A company called Anthropic uses a web crawler named ClaudeBot to gather information for training its AI models. This crawler recently visited the website of iFixit, a company that provides repair guides and resources, nearly a million times in a single day!
iFixit Says It’s Not Okay
iFixit believes this scraping violates their terms of service, which state that no one can copy or use their content for training AI models without permission. The company’s CEO, Kyle Wiens, pointed out that this excessive scraping uses up their computer resources. He offered to discuss licensing their content with Anthropic if they want to continue using it.
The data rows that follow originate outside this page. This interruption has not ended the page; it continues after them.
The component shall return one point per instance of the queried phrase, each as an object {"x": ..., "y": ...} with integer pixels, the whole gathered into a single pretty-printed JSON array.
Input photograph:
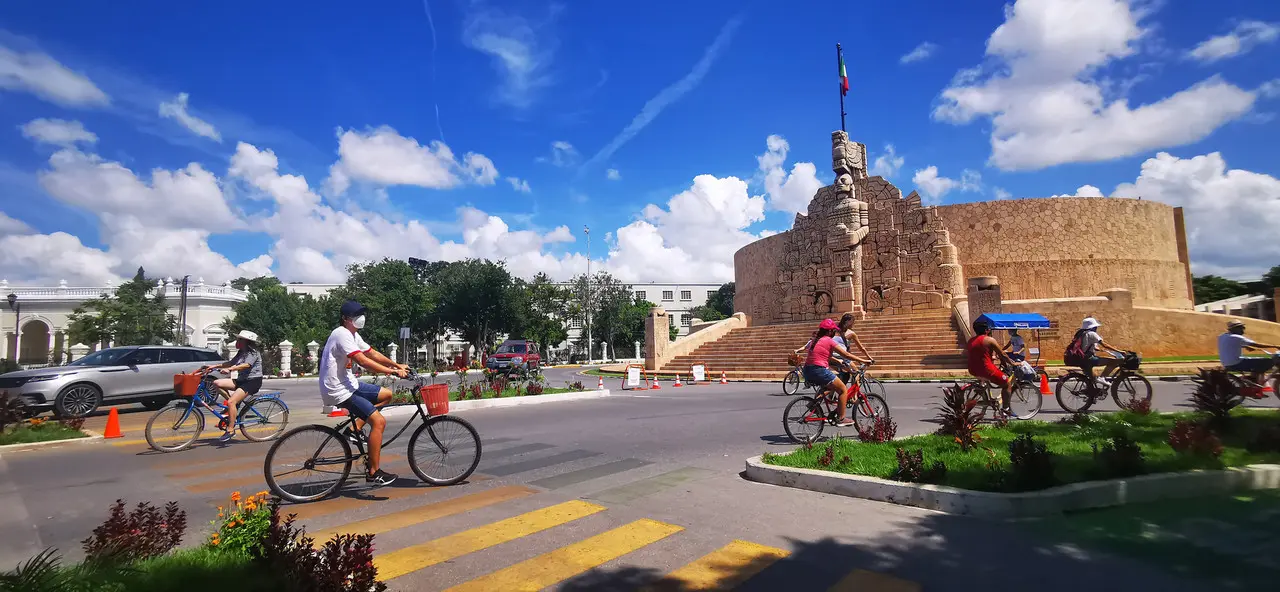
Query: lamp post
[{"x": 17, "y": 326}]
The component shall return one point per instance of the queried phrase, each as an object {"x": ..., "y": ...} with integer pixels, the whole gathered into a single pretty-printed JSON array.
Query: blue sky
[{"x": 295, "y": 139}]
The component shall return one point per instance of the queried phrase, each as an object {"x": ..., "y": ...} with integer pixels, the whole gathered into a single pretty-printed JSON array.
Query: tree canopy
[{"x": 129, "y": 317}]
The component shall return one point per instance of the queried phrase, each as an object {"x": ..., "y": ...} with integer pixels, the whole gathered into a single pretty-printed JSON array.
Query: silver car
[{"x": 112, "y": 376}]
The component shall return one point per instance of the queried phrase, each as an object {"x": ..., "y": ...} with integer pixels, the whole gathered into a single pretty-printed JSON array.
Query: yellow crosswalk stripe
[
  {"x": 864, "y": 581},
  {"x": 430, "y": 511},
  {"x": 412, "y": 559},
  {"x": 722, "y": 569},
  {"x": 565, "y": 563}
]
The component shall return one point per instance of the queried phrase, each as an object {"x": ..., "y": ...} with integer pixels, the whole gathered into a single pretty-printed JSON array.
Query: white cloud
[
  {"x": 933, "y": 187},
  {"x": 1230, "y": 214},
  {"x": 177, "y": 110},
  {"x": 787, "y": 192},
  {"x": 1242, "y": 39},
  {"x": 10, "y": 226},
  {"x": 920, "y": 53},
  {"x": 45, "y": 77},
  {"x": 1047, "y": 103},
  {"x": 383, "y": 156},
  {"x": 519, "y": 185},
  {"x": 563, "y": 154},
  {"x": 519, "y": 54},
  {"x": 888, "y": 163},
  {"x": 654, "y": 106},
  {"x": 58, "y": 132}
]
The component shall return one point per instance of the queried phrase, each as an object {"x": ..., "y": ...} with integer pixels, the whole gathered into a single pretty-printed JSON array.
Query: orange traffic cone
[{"x": 113, "y": 426}]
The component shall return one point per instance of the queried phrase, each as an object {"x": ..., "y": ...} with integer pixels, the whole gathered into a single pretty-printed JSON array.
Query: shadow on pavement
[{"x": 937, "y": 551}]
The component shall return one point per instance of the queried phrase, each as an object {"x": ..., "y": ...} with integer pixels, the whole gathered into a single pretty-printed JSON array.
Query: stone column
[
  {"x": 286, "y": 358},
  {"x": 657, "y": 337},
  {"x": 77, "y": 351}
]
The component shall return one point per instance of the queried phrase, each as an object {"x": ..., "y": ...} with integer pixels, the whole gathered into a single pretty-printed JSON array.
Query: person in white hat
[{"x": 248, "y": 363}]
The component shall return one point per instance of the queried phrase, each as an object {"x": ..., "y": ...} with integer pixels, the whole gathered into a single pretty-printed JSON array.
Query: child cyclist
[{"x": 817, "y": 367}]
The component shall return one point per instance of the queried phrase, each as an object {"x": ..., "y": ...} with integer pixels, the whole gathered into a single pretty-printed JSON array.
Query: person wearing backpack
[{"x": 1083, "y": 353}]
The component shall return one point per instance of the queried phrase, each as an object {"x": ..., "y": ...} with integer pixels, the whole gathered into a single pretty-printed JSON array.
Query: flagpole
[{"x": 840, "y": 87}]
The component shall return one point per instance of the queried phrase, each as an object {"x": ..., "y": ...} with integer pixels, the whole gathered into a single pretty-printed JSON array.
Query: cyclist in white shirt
[
  {"x": 339, "y": 387},
  {"x": 1230, "y": 349}
]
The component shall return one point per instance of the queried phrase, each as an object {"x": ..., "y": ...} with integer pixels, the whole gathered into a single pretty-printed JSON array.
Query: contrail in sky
[
  {"x": 430, "y": 23},
  {"x": 668, "y": 95}
]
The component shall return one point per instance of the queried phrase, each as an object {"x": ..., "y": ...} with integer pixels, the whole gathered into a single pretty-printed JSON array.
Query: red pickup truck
[{"x": 517, "y": 356}]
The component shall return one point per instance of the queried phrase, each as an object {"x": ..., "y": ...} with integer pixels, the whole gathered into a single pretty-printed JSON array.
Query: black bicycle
[
  {"x": 443, "y": 450},
  {"x": 1077, "y": 394}
]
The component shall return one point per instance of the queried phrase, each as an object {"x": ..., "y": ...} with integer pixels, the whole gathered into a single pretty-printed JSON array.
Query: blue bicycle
[{"x": 261, "y": 417}]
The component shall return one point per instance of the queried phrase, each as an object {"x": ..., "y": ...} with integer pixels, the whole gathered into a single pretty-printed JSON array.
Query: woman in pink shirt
[{"x": 817, "y": 367}]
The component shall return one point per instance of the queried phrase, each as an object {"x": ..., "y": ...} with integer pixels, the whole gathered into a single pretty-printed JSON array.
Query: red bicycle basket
[
  {"x": 186, "y": 385},
  {"x": 437, "y": 399}
]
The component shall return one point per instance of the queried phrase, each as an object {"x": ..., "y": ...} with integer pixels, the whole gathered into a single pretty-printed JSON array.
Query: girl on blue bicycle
[{"x": 248, "y": 363}]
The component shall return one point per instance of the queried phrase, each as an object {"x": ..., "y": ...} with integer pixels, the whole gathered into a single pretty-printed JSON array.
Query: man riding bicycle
[
  {"x": 1230, "y": 349},
  {"x": 981, "y": 350},
  {"x": 817, "y": 367},
  {"x": 339, "y": 387}
]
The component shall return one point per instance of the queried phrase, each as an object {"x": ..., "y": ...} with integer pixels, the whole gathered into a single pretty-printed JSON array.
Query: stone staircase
[{"x": 900, "y": 344}]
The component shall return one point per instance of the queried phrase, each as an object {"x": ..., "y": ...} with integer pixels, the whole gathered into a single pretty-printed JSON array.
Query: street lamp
[{"x": 17, "y": 326}]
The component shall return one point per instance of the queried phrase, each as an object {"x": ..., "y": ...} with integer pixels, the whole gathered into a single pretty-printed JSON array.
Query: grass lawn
[
  {"x": 44, "y": 432},
  {"x": 1225, "y": 537},
  {"x": 1072, "y": 446}
]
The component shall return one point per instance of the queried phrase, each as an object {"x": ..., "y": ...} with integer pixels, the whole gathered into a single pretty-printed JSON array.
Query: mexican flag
[{"x": 844, "y": 77}]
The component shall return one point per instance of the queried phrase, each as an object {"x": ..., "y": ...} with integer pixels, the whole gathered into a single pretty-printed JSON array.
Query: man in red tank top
[{"x": 979, "y": 351}]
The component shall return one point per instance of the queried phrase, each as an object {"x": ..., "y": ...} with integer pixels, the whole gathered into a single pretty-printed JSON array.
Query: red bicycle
[{"x": 807, "y": 417}]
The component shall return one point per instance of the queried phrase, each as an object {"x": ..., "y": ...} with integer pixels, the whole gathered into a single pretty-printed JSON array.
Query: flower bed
[{"x": 1036, "y": 455}]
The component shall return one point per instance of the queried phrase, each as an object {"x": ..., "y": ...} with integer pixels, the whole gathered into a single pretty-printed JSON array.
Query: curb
[
  {"x": 90, "y": 436},
  {"x": 1055, "y": 500},
  {"x": 396, "y": 410}
]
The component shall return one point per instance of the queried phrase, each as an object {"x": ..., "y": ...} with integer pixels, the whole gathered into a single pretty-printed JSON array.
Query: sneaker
[{"x": 380, "y": 478}]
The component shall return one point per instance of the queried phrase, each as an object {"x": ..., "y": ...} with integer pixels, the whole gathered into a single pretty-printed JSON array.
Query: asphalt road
[{"x": 640, "y": 483}]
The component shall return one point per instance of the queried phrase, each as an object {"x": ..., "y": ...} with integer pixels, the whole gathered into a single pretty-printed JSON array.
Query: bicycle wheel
[
  {"x": 451, "y": 450},
  {"x": 174, "y": 428},
  {"x": 1133, "y": 388},
  {"x": 803, "y": 419},
  {"x": 791, "y": 383},
  {"x": 1073, "y": 392},
  {"x": 264, "y": 419},
  {"x": 305, "y": 452},
  {"x": 1025, "y": 400},
  {"x": 867, "y": 420}
]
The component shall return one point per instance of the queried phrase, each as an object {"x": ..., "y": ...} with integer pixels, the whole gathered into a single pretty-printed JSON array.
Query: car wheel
[
  {"x": 77, "y": 401},
  {"x": 154, "y": 404}
]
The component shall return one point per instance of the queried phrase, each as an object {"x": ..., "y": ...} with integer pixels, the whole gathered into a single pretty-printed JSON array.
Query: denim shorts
[
  {"x": 818, "y": 376},
  {"x": 361, "y": 402}
]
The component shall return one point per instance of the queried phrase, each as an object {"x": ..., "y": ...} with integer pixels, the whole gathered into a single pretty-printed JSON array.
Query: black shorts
[{"x": 248, "y": 385}]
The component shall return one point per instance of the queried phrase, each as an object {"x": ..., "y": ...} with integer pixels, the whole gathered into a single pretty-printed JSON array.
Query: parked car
[
  {"x": 112, "y": 376},
  {"x": 519, "y": 356}
]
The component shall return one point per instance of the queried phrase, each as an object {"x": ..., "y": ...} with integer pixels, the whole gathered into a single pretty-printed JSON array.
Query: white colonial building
[{"x": 33, "y": 319}]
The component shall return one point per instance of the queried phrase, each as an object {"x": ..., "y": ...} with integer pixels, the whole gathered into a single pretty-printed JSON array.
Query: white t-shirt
[
  {"x": 1089, "y": 341},
  {"x": 1230, "y": 347},
  {"x": 337, "y": 381}
]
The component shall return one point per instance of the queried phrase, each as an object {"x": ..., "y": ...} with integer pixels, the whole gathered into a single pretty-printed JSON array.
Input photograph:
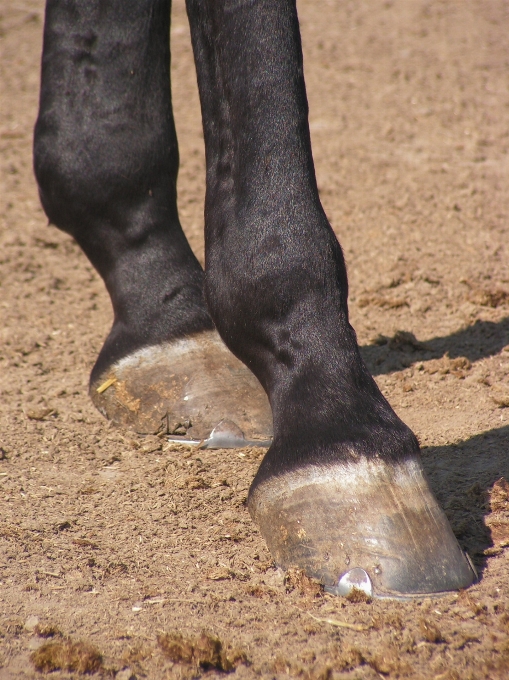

Anthropic Defends Its Actions
When questioned, Anthropic claims website owners can block their crawler using a specific tool. However, this method doesn’t allow website owners to choose what kind of scraping is allowed.
Is This a Common Practice?
Apparently, iFixit isn’t alone. Other websites have also reported aggressive scraping by ClaudeBot. This isn’t a new issue either, with reports of similar activity dating back months.
The Debate Continues
There’s no clear answer on how website owners can control who scrapes their data for AI training. Some companies, like OpenAI, use a similar method to Anthropic, while others completely ignore website restrictions.
This situation highlights the ongoing debate about how AI companies should gather training data and how website owners can protect their content.